The femur originally named Ibis (?) conditus shows the stout morphology typical for flamingos as well as sharply curved line near the popliteal fossa. However, unlike Miller's tarsometatarsus which is incredibly similar to Phoeniconaias, this element shows several differences that clearly set it apart from all modern flamingos. For instance, the intermuscular line remains straight over most of the femur's length until it makes a drastic concave turn to contact the trochanter. The front of the shaft is deeply excavated in the proximal region and lacks a foramen that in other flamingos aids with skeletal pneumaticity. The pit for the ligament at the fibular condyle is deep, proximal to which lie a prominent ridge and well defined channel. The ridge is only weakly present in modern flamingos and the well defined channel absent.

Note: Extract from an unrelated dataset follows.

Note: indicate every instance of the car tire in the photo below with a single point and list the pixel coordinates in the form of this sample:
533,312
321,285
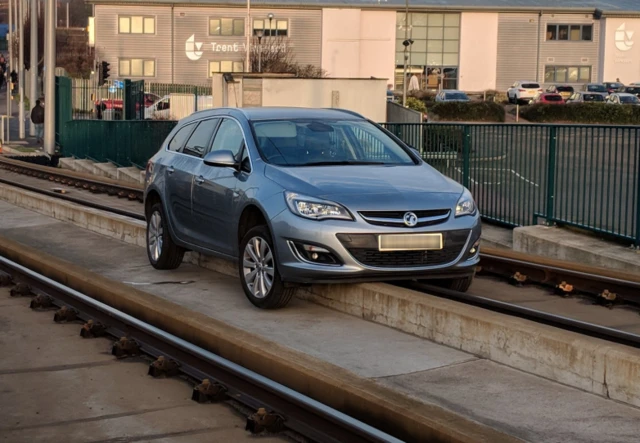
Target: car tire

Both Miller and Rich et al. describe Phoeniconaias proeses as being among the smallest known flamingo, fossil or otherwise. The type material of P. proeses is clearly smaller than the same bone in the extant lesser flamingo. The femur described by De Vis is also smaller than in modern Phoeniconaias and subsequently matches what was described for P. proeses. Miller writes that it's approximately 10% smaller than the smallest individuals of the lesser flamingo and also smaller than the small American forms Phoenicopterus minutus and Phoenicopterus stocki. Due to this Miller argues that P. proeses, at least based on the Lake Kanunka material, was the smallest known flamingo in the fossil record. Rich and colleagues, who worked with more material of the species, disagree with this, stating that Leakeyornis from Miocene Kenya was even smaller. Miller did identify a humerus that in size would match the modern lesser flamingo, but also notes that this fossil would not only fall within the range of variation for P. proeses, but might also be deceptive, as the wings may not reflect the small and gracile build of the rest of the body.

==Paleobiology==
Material assigned to Phoeniconaias proeses is known from various localities in Australia. During the Pliocene at Lake Kanunka it coexisted with at least two other species of flamingo, the large greater flamingo and Xenorhynchopsis minor, which is approximately the size of the lesser flamingo. It was again found alongside greater flamingos at Wurdulumankula, Lower Wolf Creek, though the precise age of that site is unknown. Although it is unknown when precisely Phoeniconaias proeses went extinct, flamingos as a whole disappeared from Australia during the Quaternary, when increasing aridification destroyed the shallow lakes these birds require to feed and nest.